L’aumento degli attacchi di stampo xenofobo da parte di una fetta della popolazione tunisina è sicuramente alimentato dall’insicurezza costante che ormai la Tunisia offre alla sua popolazione: un rating di CCC-, un’inflazione galoppante e un tasso di disoccupazione costante al di sopra del 15% sono i dati più evidenti di una precarietà che si sente molto di più a livello quotidiano quando il potere di acquisto diminuisce e i prezzi al mercato aumentano.

Attraversata la strada che divide il Green hotel e la medina dal centro della città, l’impatto con la realtà diventa ancora più violento. “Basta farsi un giro qui intorno per trovare tutta l’Africa”, è il benvenuto di un gruppo di ragazzi originari del Burkina Faso, arrivati a Sfax da qualche giorno. Ed è effettivamente così: nell’arco di poche centinaia di metri si intrecciano storie e racconti di ogni tipo, mentre il tempo diventa qualcosa di relativo rispetto a chi pensa che “gli africani” (espressione usata in senso dispregiativo per definire la comunità subsahariana e non solo, ndr) siano arrivati in Tunisia solo per partire in direzione dell’Italia.

C’è chi a Sfax ha trovato un lavoro considerato stabile e che non ha mai pensato di lasciare il piccolo Stato nordafricano, almeno fino al discorso del presidente Saied di febbraio. C’è chi ha mollato tutto nel 2014 per poi ritrovarsi, in ordine, in Marocco, Algeria e in una prigione della Libia.
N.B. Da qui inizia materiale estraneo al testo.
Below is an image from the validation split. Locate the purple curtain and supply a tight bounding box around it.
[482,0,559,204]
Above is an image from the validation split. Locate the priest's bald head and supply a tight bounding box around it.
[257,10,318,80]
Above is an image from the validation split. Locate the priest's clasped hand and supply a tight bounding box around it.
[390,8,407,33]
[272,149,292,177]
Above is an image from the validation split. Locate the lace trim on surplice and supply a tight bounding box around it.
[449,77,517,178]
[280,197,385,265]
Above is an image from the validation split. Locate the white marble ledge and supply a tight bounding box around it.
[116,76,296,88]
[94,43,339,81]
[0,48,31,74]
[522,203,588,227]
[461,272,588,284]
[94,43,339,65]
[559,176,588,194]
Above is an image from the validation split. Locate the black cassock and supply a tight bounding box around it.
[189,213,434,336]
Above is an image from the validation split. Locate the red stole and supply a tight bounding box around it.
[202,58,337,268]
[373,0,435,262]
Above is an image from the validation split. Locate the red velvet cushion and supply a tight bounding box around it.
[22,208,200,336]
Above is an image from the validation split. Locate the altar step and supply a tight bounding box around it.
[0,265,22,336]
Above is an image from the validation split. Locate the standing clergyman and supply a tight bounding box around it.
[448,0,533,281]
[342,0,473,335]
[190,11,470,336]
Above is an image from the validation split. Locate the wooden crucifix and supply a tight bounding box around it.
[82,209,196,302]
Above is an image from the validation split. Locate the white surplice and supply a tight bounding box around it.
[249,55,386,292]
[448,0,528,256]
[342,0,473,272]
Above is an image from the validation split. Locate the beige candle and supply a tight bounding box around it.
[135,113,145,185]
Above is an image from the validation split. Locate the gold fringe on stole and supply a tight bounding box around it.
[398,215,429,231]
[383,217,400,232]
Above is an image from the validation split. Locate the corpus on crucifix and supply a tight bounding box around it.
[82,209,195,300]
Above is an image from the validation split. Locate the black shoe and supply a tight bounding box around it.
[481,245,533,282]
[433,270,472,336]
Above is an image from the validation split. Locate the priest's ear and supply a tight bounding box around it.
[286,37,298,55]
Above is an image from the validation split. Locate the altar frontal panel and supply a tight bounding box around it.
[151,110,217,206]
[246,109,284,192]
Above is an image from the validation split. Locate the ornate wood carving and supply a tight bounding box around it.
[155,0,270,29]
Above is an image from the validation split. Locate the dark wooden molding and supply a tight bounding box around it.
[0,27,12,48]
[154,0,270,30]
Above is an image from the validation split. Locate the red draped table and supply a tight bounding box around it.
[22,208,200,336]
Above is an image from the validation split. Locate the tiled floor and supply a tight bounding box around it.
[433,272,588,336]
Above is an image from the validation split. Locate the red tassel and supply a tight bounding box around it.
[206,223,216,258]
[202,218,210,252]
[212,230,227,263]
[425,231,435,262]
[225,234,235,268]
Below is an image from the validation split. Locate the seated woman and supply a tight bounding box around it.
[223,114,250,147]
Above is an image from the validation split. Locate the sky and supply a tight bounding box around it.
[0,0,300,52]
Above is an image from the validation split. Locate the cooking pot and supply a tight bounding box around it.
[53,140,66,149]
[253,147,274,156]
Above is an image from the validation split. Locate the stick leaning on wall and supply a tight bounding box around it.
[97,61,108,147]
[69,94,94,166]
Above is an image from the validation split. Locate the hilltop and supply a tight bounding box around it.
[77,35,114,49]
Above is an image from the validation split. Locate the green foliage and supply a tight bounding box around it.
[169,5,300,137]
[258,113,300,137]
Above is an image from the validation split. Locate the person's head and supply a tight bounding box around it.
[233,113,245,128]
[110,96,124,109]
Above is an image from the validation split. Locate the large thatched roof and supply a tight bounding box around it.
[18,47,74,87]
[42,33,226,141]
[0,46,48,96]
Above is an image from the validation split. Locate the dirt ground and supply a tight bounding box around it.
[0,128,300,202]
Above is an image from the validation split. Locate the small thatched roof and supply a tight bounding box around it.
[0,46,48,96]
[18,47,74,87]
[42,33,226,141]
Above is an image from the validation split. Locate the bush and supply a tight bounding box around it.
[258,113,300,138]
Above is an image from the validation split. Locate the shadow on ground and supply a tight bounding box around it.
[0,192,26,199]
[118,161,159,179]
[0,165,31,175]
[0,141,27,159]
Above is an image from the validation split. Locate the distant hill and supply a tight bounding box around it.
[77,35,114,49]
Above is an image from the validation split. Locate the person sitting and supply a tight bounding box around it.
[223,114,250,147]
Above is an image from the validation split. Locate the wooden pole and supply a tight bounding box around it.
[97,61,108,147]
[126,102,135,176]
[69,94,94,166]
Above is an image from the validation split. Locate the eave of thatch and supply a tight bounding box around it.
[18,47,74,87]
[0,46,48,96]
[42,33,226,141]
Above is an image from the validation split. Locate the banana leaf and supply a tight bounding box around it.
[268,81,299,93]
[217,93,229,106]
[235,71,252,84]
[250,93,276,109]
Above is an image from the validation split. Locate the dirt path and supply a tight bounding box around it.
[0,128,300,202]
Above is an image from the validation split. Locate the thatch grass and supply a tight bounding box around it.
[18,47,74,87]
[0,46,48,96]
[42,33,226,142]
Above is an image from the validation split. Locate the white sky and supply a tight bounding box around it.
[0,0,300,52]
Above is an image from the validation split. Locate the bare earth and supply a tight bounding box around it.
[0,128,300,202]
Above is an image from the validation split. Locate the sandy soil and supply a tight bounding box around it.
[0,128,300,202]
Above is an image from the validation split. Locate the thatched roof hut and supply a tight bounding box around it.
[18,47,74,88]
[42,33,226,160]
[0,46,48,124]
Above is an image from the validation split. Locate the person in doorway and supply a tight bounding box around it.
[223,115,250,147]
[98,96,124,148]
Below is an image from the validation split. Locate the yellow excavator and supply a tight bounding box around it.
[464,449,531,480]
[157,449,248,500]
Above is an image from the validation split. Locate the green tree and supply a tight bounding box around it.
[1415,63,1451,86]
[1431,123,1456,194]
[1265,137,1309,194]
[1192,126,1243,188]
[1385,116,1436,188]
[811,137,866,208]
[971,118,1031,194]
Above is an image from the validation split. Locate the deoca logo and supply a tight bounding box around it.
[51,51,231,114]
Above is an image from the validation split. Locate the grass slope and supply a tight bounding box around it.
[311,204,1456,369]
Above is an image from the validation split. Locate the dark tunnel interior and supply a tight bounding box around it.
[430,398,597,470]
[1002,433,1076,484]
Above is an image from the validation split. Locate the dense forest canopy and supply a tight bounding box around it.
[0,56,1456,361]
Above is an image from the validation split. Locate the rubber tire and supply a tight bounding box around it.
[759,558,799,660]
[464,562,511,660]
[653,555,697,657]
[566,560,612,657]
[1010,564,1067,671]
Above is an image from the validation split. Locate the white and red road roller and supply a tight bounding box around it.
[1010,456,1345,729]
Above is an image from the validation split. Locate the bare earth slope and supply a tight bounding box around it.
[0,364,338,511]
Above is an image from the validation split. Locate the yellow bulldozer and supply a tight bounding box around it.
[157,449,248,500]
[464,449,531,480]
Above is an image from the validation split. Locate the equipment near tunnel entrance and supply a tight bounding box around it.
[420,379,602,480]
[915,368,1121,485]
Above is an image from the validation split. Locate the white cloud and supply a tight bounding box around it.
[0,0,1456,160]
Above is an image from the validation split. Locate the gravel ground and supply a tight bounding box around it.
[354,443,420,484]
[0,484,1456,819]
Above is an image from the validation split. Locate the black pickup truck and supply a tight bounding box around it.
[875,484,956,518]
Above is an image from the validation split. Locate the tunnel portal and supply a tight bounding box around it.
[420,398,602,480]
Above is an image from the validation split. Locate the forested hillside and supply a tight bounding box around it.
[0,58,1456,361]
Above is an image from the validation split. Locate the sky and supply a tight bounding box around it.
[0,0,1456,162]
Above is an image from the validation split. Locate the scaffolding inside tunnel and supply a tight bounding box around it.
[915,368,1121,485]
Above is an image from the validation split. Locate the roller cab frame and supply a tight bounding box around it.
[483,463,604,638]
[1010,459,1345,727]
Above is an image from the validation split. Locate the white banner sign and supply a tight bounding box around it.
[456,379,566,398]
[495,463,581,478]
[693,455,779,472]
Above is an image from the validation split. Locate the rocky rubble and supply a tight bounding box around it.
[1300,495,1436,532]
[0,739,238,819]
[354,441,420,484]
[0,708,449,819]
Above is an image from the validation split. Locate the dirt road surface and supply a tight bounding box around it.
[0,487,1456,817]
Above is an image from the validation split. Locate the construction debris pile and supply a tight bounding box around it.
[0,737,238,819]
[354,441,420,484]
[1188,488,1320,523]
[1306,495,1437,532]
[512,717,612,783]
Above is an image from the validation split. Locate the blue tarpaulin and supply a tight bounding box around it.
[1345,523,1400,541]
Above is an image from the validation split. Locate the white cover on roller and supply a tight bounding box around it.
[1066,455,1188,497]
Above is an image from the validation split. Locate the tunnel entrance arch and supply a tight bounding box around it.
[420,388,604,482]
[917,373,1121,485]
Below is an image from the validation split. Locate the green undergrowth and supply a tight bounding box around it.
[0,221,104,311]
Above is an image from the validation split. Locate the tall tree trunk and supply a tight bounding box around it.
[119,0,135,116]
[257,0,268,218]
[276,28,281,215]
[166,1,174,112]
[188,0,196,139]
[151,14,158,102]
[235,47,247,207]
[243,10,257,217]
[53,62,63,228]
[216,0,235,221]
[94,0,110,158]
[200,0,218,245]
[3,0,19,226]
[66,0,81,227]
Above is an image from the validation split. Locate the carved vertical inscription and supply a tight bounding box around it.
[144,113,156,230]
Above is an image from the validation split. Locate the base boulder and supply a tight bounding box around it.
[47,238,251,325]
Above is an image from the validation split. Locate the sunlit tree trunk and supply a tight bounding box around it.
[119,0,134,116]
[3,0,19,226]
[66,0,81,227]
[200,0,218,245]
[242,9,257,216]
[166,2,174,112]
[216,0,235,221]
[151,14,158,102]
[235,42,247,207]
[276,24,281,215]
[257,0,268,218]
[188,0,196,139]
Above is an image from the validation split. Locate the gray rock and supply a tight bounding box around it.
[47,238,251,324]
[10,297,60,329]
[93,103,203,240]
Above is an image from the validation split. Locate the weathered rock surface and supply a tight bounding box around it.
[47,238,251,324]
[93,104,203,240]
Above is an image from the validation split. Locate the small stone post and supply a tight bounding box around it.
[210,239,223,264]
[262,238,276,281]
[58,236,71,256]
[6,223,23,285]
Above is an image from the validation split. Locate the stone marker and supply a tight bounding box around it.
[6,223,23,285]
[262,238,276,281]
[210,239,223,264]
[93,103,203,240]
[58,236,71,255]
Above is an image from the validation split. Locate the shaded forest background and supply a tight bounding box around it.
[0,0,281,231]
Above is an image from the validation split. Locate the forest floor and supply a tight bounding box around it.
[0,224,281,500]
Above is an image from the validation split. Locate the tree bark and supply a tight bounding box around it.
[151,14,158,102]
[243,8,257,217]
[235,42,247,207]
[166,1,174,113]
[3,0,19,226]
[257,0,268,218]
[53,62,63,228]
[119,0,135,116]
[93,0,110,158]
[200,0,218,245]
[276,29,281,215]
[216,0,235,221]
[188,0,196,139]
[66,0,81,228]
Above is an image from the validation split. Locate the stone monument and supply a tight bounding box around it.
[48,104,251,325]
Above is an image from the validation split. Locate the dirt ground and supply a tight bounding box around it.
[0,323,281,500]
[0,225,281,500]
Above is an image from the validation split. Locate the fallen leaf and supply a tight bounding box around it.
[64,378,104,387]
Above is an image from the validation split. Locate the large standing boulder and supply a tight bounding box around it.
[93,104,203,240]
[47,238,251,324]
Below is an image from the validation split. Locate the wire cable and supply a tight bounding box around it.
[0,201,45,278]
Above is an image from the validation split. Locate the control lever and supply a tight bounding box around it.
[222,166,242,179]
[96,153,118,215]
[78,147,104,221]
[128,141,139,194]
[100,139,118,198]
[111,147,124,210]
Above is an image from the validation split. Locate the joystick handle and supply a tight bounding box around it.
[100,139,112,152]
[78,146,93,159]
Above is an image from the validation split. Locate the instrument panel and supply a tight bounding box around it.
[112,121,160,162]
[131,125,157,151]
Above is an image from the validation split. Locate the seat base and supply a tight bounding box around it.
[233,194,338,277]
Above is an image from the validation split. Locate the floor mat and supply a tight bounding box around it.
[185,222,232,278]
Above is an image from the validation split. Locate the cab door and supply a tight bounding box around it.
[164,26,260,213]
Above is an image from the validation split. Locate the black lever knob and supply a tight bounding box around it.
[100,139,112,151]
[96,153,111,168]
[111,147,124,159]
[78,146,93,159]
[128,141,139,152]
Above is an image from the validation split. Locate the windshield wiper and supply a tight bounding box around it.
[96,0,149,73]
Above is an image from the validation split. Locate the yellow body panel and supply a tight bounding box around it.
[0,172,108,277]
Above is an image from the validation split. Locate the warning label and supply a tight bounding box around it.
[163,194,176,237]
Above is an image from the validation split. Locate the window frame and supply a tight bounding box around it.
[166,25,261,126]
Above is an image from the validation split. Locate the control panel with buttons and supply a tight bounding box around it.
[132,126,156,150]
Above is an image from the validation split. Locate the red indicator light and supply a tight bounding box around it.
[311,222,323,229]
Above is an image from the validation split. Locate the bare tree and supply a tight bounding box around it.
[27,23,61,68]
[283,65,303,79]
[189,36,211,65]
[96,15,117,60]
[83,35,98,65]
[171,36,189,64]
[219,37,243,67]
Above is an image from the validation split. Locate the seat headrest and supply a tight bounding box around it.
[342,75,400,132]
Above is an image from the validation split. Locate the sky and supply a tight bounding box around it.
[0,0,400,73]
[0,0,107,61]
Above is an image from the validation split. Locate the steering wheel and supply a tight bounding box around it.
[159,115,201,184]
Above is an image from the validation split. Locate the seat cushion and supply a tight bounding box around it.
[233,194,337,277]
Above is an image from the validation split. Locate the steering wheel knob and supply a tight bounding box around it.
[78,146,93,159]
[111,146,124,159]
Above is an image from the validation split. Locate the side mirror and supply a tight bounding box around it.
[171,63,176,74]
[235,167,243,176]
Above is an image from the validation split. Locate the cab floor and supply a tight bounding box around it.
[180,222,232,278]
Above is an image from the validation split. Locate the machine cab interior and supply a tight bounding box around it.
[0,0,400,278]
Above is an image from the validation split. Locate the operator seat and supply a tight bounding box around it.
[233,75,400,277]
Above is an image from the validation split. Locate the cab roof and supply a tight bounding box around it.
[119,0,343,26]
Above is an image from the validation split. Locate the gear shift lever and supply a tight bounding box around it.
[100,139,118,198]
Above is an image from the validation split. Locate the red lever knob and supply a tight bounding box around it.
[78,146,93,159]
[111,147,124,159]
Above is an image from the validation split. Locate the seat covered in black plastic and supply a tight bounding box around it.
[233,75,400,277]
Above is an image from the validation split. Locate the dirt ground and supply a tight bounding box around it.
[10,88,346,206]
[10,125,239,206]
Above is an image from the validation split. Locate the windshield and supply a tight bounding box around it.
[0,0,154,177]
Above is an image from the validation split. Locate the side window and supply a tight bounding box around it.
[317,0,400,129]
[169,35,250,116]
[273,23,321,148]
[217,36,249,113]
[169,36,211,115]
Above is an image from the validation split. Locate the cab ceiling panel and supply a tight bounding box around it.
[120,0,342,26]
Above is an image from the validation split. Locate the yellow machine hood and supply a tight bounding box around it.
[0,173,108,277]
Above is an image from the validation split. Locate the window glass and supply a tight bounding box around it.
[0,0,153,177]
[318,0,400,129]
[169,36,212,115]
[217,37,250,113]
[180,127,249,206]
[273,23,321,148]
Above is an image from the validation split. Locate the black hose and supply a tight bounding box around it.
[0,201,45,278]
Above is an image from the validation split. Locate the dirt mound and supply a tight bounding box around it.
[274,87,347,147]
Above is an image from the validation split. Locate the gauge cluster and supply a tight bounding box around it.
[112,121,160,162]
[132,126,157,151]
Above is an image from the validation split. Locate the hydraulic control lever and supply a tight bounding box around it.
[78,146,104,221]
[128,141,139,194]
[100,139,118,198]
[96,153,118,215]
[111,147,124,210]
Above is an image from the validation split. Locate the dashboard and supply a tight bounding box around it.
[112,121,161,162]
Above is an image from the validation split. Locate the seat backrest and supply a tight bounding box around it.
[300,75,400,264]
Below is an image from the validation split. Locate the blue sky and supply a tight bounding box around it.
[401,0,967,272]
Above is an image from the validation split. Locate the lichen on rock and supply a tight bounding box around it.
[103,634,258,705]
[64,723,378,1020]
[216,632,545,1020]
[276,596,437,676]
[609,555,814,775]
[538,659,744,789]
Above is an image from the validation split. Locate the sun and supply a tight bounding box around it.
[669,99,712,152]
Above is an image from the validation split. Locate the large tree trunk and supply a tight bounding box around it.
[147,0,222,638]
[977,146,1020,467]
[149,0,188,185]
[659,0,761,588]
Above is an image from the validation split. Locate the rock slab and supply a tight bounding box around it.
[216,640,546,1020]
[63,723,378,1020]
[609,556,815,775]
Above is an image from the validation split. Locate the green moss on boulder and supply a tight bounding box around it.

C’è chi non ha il tempo di parlare con i giornalisti “perché mi hanno appena cacciata di casa e devo capire dove andare questa notte”. C’è chi è costretto, come alcune donne, a vendere spezie a un dinaro per poi sottolineare che con i media non discutono “perché poi arriva la polizia e ci cacciano”.

Ci sono storie come quella di Duplex Yoko Nenkam, 25enne originario di un piccolo villaggio del Camerun, che riassume quel senso collettivo di trovarsi in una prigione a cielo aperto in Tunisia: “Ormai non riesco neanche a più contare le volte che ho provato a partire da quando sono arrivato nel 2020. A febbraio mi hanno cacciato di casa a pietrate e sono scappato nei campi di ulivo qui vicino. Ci sono restato un mese. L’ultima volta che ho provato a partire è stata qualche giorno fa. Dopo qualche ora è arrivata la Guardia costiera tunisina e ci hanno lanciato i gas lacrimogeni addosso. Alcune persone sono ancora in ospedale. Se entro due mesi non arrivo in Europa tornerò in Camerun ma anche lì la situazione è pessima. Cosa devo fare?”.